Given two integers representing the numerator and denominator of a fraction, return the fraction in string format.

If the fractional part is repeating, enclose the repeating part in parentheses.

For example,

• Given numerator = 1, denominator = 2, return "0.5".
• Given numerator = 2, denominator = 1, return "2".
• Given numerator = 2, denominator = 3, return "0.(6)".

解题思路：

首先得到商的整数部分，余数部分不能整除则在余数后面加0。

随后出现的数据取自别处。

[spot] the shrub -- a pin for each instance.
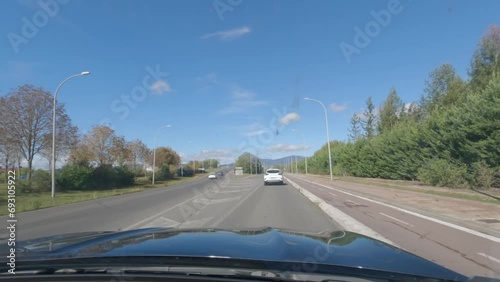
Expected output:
(41, 181)
(443, 173)
(123, 177)
(186, 171)
(484, 176)
(74, 177)
(104, 177)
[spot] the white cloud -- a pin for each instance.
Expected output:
(242, 101)
(291, 117)
(255, 132)
(338, 108)
(224, 156)
(286, 148)
(242, 94)
(160, 86)
(228, 35)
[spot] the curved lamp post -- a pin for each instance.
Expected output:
(154, 153)
(53, 168)
(327, 135)
(303, 141)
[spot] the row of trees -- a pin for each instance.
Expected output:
(98, 159)
(250, 163)
(451, 137)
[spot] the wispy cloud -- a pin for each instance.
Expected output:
(160, 87)
(286, 148)
(19, 70)
(228, 35)
(242, 101)
(291, 117)
(337, 108)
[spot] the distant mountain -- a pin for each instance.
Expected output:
(280, 161)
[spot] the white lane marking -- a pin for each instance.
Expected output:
(196, 223)
(398, 220)
(228, 212)
(353, 202)
(164, 211)
(344, 220)
(219, 201)
(489, 257)
(458, 227)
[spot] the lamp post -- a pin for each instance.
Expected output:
(303, 141)
(327, 135)
(154, 152)
(53, 170)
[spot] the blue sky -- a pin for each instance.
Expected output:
(225, 73)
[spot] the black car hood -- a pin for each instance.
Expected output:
(337, 248)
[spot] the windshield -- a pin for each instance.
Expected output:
(312, 118)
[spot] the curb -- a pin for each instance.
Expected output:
(345, 221)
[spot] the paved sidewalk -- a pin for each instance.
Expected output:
(479, 216)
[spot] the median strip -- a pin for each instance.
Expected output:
(344, 220)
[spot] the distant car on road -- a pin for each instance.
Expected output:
(273, 175)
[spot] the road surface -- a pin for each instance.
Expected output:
(242, 202)
(460, 249)
(230, 202)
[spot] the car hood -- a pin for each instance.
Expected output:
(267, 244)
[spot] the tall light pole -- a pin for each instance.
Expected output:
(54, 132)
(327, 135)
(303, 141)
(154, 152)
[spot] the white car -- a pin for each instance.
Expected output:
(273, 175)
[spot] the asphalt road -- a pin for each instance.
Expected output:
(243, 202)
(230, 202)
(465, 252)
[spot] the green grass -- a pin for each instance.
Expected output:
(464, 194)
(34, 201)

用一个vector保存每次相除后的余数，出现了相同的余数，则意味着有循环小数。

一个容易忽略的点是INT_MIN，即0x80000000，它的整数用int保存不了，需要转换格式为long long。

实现代码：

/*****************************************************************************
    *  @COPYRIGHT NOTICE
    *  @Copyright (c) 2015, 楚兴
    *  @All rights reserved
    *  @Version  : 1.0

    *  @Author   : 楚兴
    *  @Date     : 2015/2/6 19:57
    *  @Status   : Accepted
    *  @Runtime  : 18 ms
*****************************************************************************/
#include <iostream>
#include <vector>
#include <algorithm>
using namespace std;
class Solution {
public:
	string fractionToDecimal(int numerator, int denominator) {
		if (denominator == 0)
		{
			return ""; //分母为0
		}
		if (numerator == 0)
		{
			return "0"; //分子为0
		}

		long long num = numerator;
		long long den = denominator;

		bool flag = false;
		if ((num > 0 && den < 0) ||(num < 0 && den > 0))
		{
			flag = true;
		}
		num = num >= 0 ? num : -num;
		den = den > 0 ? den : - den;

		string str = "";
		long long result = num / den; //商的整数部分
		char res[11];
		itoa(result,res);
		int len = strlen(res);
		str += res;

		long long n = num % den;
		if (!n)
		{
			if (flag)
			{
				str.insert(str.begin(),'-');
			}
			return str;
		}
		str += '.';
		
		vector<long long> tail;
		int index = -1;
		while(n)
		{
			tail.push_back(n);
			n *= 10;
			str += n / den + '0';
			n %= den;
			index = find(tail,n);
			if (index != -1)
			{
				break;
			}
		}
		if (index != -1)
		{
			str.insert(str.begin() + index + len + 1, '(');
			str.push_back(')');
		}
		if (flag)
		{
			str.insert(str.begin(),'-');
		}
		
		return str;
	}

	int find(vector<long long> num, long long n)
	{
		for (int i = 0; i < num.size(); i++)
		{
			if (num[i] == n)
			{
				return i;
			}
		}
		return -1;
	}

	void itoa(long long n, char* ch) //n不为负
	{
		char* temp = ch;
		if (n == 0)
		{
			*temp++ = '0';
			*temp = '\0';
			return;
		}
		while(n)
		{
			*temp++ = n % 10 + '0';
			n /= 10;
		}
		*temp = '\0';
		reverse(ch);
	}

	void reverse(char* ch)
	{
		char* start = ch;
		char* end = ch + strlen(ch) - 1;
		char c;
		while(start < end)
		{
			c = *start;
			*start++ = *end;
			*end-- = c;
		}
	}
};

int main()
{
	Solution s;
	cout<<s.fractionToDecimal(-2147483648, 1).c_str()<<endl;
	cout<<s.fractionToDecimal(-1,-2147483648).c_str()<<endl;
	cout<<s.fractionToDecimal(1,6).c_str()<<endl;
	cout<<s.fractionToDecimal(-6,-7).c_str()<<endl;
	system("pause");
}